Circumstantially all the learned
people who were at the helm of affairs in pre colonial north fell in one swoop
and were considered illiterate or uneducated, (at least to the government), in
the new status quo, making them not only unemployed but unqualified to be
employed despite being able to read and write. Islamic scholars who were
revered professionally for controlling the moral fibers of the society
gradually became neglected. An imam who may be the source of arbitration to the
people of his community was relegated only to delivering sermon once a week at
the local Friday mosque. The same imam is considered not qualified enough to
have a say in government or sit in the chambers of state House of Assembly to
deliberate on the laws and constitution of the state because he was considered
uneducated and illiterate.
With loss of support from the
government and the helpless Emirs, the Almajiri system thus collapsed like a
pile of cards. The responsibility of the Almajiri was then taken over by the
local scholars who deemed it a moral and religious duty to educate these pupils
for the sake of Allah. Although there was scarcity of funds and overwhelming
number of pupils to cater for, the system continued to flourish with the
support of the immediate community and begging was still not a norm instead
they resorted to odd menial jobs to make ends meet.

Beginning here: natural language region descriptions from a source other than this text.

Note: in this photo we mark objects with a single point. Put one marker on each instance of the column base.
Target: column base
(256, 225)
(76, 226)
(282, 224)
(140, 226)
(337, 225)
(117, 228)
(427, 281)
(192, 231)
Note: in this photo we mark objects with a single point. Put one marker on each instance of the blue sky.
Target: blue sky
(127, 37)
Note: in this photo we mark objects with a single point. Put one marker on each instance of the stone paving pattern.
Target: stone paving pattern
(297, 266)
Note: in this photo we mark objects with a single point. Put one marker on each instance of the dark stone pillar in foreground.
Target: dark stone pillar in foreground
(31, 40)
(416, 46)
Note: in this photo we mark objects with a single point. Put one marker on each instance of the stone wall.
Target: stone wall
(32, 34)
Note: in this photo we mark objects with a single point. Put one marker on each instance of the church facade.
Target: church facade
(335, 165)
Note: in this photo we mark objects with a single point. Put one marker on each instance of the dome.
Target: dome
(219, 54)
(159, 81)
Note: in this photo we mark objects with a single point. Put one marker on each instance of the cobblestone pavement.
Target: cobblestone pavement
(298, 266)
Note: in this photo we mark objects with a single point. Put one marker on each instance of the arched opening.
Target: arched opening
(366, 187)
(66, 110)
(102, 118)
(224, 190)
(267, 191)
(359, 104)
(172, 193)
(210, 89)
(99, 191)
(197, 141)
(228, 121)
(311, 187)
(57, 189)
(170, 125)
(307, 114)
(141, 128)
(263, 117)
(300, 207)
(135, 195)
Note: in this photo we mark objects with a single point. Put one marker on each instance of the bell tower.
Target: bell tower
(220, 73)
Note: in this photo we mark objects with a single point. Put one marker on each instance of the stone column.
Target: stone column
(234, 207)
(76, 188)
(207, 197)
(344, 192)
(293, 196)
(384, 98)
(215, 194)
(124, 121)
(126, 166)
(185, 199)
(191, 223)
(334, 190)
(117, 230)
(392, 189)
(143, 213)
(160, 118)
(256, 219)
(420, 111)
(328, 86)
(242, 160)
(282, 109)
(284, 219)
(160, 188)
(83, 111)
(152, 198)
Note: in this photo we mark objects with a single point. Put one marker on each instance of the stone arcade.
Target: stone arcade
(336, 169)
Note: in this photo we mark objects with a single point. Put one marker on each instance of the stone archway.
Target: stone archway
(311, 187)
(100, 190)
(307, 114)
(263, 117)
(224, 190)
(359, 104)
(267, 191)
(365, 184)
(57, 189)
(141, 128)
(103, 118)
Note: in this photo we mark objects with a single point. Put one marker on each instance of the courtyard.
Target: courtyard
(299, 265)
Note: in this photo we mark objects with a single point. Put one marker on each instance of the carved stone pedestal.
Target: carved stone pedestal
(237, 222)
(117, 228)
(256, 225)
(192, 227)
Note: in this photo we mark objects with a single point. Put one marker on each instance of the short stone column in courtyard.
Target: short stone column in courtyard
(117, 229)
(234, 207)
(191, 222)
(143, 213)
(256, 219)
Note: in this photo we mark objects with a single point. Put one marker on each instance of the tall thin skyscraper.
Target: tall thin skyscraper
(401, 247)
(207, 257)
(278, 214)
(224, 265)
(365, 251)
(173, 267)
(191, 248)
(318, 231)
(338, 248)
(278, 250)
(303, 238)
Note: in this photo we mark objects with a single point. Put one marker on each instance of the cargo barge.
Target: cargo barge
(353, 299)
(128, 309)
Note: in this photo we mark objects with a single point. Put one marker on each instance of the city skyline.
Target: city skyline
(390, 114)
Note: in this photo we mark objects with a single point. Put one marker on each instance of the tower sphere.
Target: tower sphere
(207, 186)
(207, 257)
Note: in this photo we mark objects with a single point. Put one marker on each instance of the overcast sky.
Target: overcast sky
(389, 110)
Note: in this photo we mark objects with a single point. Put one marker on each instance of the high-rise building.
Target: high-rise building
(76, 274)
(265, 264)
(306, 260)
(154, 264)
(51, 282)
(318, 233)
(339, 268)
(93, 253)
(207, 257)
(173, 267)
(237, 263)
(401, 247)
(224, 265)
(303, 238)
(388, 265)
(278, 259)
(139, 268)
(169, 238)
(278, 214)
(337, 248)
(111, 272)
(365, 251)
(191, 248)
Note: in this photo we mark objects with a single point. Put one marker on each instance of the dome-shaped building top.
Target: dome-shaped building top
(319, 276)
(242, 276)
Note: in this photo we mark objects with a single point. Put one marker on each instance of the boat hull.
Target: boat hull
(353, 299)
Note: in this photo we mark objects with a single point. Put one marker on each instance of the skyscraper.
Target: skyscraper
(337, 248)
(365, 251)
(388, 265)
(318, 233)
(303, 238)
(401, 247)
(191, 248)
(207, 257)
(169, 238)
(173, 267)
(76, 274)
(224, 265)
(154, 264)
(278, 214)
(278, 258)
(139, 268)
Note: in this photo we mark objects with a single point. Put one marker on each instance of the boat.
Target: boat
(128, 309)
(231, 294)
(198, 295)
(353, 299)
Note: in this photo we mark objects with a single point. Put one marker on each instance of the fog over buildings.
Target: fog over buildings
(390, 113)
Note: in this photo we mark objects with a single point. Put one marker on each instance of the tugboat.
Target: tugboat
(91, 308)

Disregard for the Almajiri system in
preference for western education ignited animosity and antagonism from the
Mallams, the pupils and the society at large. The case scenario is aworsen by
the belief that the western education (BOKO) was of Christian-European origin
and therefore anti-Islamic. It bred the fear that a child with western belief
will eventually lose his Islamic identity and embrace vices that negates the
values and principles of Islam such as alcoholism, fornication, semi naked
dressing, partying, abandoning the prayer, fasting, zakka etc. This predicament
is often reflected in the grievances vented out at those attending the western
schools as echoed in a popular Almajiri song “Dan makaranta bokoko, ba
karatu, ba sallah, sai yawan zagin mallam” meaning “oh students of
western education, you do not learn the Quran and you do not pray, except to be
mocking the mallam.”
Though this system has produced
prominent Islamic scholars of northern extraction like Sheikh Dahiru Bauchi,
Late Abubakar Gumi, Jaa`far Adam and Kala Rawi, Goni Habib, an octogenarian,
who has produced over 300 Qur`an memorisers and run schools across various
states in northern Nigeria, says the Tsangaya system as it is presently run is
a corruption of the original. Hear him;
“Almajiris, during our time about 60 years ago did not beg
and were held in high esteem in northern Nigeria, houses in the neighbourhood
bring food in calabash every day, we help our teacher on the farm, gather
firewood from the bush which we use to read at night, assist his wife with
domestic chores for food in return and no pupil is taxed as the teacher gets
his reward from Allah.”
He laments that at his age of 86, he
sometimes feels like weeping because the present crop of Tsangaya students
lacks the spirit of scholarship like endurance, morals, discipline and their
intellectual capacity is low.
The National Council for the Welfare
of Destitute (NCWD) puts the current population of the Almajirai at about 7
million and research shows that 6 out of 10 of them never find the way back
home. Many are lost through street violence, ritual murder, while others
through disease and hunger. With these, 7 million potential Scholars, judges,
accountants, engineers, doctors etc. waste away.